Double checking with pure Python:
>>> max(x*y
for x in range(100, 1000)
for y in range(100, 1000)
if str(x*y) == str(x*y)[::-1])
906609
Your issue stems from the your line including the zip
. My code below isn't pretty, but attempts to follow your approach loosely.
import numpy as np
def void():
list1 = np.array(range(100,1000)) # you want to include '999'
list2 = np.array(range(100,1000))
k = []
for i,j in zip(list1,list2):
k.append(np.multiply(list1,j))
b = []
for r, row in enumerate(k):
for c, cell in enumerate(row):
if reverseNum(cell)==cell:
b.append(cell)
print(b)
print(max(b))
def reverseNum(num):
rev = 0
while(num>0):
rem = num % 10
rev = (rev*10) +rem
num = num // 10
return rev
void()
Why does it have to use numpy?
# test if palindrome based on str
def is_palindrome(number: int):
converted_to_string = str(number)
return converted_to_string == converted_to_string[::-1]

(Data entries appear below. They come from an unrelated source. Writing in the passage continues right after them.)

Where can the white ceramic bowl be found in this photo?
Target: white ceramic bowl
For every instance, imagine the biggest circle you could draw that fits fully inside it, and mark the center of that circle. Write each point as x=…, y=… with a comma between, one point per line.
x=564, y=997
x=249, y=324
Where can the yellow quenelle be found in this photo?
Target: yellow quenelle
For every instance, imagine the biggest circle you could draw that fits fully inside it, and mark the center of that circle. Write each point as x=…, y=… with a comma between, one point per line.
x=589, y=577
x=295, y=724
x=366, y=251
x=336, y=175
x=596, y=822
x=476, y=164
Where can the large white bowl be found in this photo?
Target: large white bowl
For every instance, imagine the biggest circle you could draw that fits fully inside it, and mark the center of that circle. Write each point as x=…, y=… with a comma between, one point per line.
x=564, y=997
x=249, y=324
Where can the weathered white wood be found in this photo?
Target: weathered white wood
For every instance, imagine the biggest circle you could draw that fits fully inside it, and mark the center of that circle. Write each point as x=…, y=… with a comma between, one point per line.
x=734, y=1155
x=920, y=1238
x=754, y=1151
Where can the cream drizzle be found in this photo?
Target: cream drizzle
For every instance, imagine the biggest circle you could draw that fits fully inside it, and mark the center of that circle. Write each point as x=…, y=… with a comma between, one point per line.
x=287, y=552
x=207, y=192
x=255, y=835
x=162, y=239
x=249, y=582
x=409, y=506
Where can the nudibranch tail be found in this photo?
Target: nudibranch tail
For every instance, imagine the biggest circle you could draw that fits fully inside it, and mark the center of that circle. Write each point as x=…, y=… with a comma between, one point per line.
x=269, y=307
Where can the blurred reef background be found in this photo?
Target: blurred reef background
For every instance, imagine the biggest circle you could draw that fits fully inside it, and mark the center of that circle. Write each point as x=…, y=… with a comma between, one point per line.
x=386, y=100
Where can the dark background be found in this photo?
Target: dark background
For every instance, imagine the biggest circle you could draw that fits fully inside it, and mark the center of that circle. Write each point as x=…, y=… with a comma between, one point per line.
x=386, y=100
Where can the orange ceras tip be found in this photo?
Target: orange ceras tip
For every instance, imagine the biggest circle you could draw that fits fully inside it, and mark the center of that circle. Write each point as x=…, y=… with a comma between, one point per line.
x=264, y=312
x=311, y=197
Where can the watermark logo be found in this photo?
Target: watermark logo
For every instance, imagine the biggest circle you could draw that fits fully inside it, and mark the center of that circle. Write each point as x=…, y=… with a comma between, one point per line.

# product of two three-digit numbers
you_right = []
values = []
for x in range(999, 99, -1):
for y in range(999, 99, -1):
product = x*y
if is_palindrome(product):
values.append((x, y))
you_right.append(product)
winner = you_right.index(max(you_right))
print(values[winner])
# output
(993, 913)
Another real NumPy solution, using your way to reverse the numbers (fixing it mostly by using .any()
as suggested in the error message, which you stubbornly refused to try).
v = np.arange(100, 1000)
a = np.outer(v, v)
num = a.copy()
rev = num * 0
while (m := num > 0).any():
rev[m] = rev[m] * 10 + num[m] % 10
num[m] //= 10
print(a[rev == a].max())
Without the mask m
you get the same result (906609), but it's safer with it. Otherwise products with five digits aren't reversed correctly, like 101*102=10302 becomes 203010 instead of 20301.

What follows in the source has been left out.